Today was the 135th and final launch of the space shuttle. Many are crying over the end of an era. But the project has been a boondoggle from the start, sucking the life out of space exploration. At $1-billion per launch, it costs 10 times as much to launch something with the Shuttle than with another spacecraft, which is why we buy so many launches from the Russians these days. Over its 40 year life, NASA has spent $211-billion (inflation adjusted) in the program that has no notable accomplishments.
The problem with the Shuttle has always been that it’s a moral argument. Everyone knows that “reusable” is morally superior to “disposable”. Therefore, a reusable spacecraft has to be better than a disposable one. The moral superiority of this argument has blinded people for 40 years to the fact that it just doesn't work.
The flaw in the program can be seen in the two Shuttle disasters, when the Challenger exploded after liftoff, and the Columbia burned up on re-entry. The cause of both disasters was the complexity of the Shuttle. Disposable spacecraft are simple, and harder to mess up. A reusable space plane is horribly complex, and impossible to get right. If we’d ever achieved the thousands of launches (rather than the mere 135), we would have had many more disasters.
As a risk expert, I was horrified by the finger pointing after the Columbia tragedy. What everyone points to as the “cause” was foam falling off the tank and hitting the heat resistant tiles. The enormous heat during re-entry burned through the broken tiles, and destroyed the space craft. But the real “cause” was the complexity of the tiles themselves. There were over 20,000 tiles, no two alike, that had to be individually inspected, removed, repaired/replaced, and glued back on after every flight.
The tiles alone made the Shuttle too expensive, and too risky to operate, but it's just a small part of Shuttle complexity.
But worse than the tiles themselves was the blame game following the Columbia disaster. As the news reports, there were people within NASA who has warned management of the risk, but management covered up the problem. Of course this was the case. By any rational risk analysis, the Shuttle was too risky to fly, but NASA was told by Congress and the American people to make it fly. Therefore, NASA management had to decide which risks they were willing to live with. If the Shuttle were to keep flying after today, there would be another disaster soon, and its cause would be one of the many other risks management knows about but “ignores”.
This is a useful lesson for cybersecurity. Today’s networks are too complex to secure. Getting hacked is as inevitable as a Shuttle blowing up. Despite this, corporations are convinces that they can solve the complexity. They believe their firewalls will not have holes hackers can get through. They believe that they can control their website code to prevent all SQL injection and cross-site-scripting.
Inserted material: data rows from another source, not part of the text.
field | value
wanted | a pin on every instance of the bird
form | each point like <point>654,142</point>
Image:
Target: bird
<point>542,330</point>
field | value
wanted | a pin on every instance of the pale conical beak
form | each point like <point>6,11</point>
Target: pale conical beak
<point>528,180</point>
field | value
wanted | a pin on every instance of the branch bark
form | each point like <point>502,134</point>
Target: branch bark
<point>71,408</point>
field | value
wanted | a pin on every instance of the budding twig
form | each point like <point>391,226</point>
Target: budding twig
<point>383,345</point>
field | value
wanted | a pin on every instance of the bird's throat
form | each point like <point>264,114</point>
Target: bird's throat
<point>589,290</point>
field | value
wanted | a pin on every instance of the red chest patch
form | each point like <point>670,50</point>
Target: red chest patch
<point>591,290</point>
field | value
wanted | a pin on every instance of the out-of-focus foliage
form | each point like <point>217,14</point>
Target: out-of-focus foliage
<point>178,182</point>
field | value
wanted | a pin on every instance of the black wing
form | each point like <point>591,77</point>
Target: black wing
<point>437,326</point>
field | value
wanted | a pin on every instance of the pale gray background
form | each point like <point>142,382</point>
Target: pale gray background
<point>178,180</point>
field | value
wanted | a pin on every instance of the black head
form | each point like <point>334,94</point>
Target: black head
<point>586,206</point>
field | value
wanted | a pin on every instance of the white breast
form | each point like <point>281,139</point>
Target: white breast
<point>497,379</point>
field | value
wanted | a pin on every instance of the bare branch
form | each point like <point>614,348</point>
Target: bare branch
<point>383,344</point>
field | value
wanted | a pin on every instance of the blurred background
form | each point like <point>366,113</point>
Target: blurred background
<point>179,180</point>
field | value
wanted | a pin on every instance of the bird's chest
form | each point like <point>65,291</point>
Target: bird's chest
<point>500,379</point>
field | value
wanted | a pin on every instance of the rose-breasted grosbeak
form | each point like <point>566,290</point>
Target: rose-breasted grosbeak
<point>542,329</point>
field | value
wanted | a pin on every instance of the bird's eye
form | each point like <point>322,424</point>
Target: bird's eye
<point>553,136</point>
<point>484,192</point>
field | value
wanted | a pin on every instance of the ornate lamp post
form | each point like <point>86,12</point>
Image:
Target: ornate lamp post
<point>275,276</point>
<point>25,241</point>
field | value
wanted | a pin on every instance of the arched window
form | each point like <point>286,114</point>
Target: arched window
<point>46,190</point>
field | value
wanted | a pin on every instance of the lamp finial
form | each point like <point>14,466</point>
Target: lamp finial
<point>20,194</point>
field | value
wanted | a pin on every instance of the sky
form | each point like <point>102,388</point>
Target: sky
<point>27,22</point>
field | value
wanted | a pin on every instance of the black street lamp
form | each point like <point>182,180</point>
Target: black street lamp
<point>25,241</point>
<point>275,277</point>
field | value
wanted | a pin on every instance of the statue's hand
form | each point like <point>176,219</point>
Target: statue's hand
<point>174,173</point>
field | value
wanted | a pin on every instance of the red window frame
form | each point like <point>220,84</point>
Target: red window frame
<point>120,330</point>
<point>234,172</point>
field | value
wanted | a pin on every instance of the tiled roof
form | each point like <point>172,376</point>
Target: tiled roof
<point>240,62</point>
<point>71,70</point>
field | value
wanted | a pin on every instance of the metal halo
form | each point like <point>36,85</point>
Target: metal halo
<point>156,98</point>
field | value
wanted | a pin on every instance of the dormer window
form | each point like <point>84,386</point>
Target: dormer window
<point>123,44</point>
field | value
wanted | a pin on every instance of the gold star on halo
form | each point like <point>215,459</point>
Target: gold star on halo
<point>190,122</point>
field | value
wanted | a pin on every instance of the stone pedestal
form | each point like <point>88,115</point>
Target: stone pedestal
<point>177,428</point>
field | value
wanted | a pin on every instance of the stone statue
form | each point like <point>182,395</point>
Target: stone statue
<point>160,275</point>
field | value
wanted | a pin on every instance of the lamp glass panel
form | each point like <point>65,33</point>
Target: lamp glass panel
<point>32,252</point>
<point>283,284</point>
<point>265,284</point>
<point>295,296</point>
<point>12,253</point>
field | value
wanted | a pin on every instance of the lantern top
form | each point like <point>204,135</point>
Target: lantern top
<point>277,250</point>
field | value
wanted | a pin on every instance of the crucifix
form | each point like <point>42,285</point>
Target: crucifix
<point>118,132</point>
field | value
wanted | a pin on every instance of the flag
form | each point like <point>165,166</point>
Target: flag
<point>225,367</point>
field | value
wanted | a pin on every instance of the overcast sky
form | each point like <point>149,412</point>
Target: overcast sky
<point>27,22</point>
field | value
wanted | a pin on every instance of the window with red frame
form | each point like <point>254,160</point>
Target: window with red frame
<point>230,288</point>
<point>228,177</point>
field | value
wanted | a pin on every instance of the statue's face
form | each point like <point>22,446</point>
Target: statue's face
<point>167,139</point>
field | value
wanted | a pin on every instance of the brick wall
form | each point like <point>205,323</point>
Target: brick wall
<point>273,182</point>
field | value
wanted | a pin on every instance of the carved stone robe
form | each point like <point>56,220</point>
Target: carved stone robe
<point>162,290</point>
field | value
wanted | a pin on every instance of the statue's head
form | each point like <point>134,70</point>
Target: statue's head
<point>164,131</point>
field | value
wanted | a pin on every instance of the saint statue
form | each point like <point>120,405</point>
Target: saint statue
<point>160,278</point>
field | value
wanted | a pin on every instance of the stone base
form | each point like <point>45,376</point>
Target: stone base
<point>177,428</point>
They believe enough anti-virus will prevent users from infecting themselves with viruses. They believe they can keep all patches up-to-date all the time. They believe they can isolate critical bits from the Internet so that hackers can’t reach them. When they get hacked, they can always point backwards at the path they failed to apply, or the Web 2.0 code they failed to inspect, or the virus their AV failed to catch. They believe that was the only problem that allowed the hack, and once fixed, they will be secure from now on. They believe if they “just take security seriously enough”, then such problems won’t happen. But they are wrong, as wrong as Shuttle engineers who thought “if we just take safety serious enough, disasters won’t happen”.
4 comments:
I apologize if this is an obvious question or one that has been answered previously, but I am new to this blog. You compare security to the re-usable space shuttle, too complex to properly deal with. I do agree with this, yet one part of your equation bothers me. You suggest that disposable rockets are the solution to the complexity of the reusable shuttle, but you do not suggest an analogue in the security industry. What is our alternative to complexity?
This is and has been the exact battle I have been fighting for the last 10 years. My solution is: strive for elegance.
As every universal truth is elegant, so should information security be. If one looks at the [proposed] solution / implementation it should shine and it's minimalism should be painfully obvious.
Reusable or not.
I applaude your guts, Robert, to address this.
@calcipher: here's my suggestion regarding the alternative to complexity/how to deal with security - promote rational morality and rational enfranchisement of all people; instead of focusing on how to make systems impenetrable, focus on humanity so that individuals will cease in the effort to penetrate; instead of 'us versus them', it may be understood that it's all just 'us' -- how's that idea?
Amen to that.
You also have to factor in that people get excited by complexity, and there is a lot of psychology going on.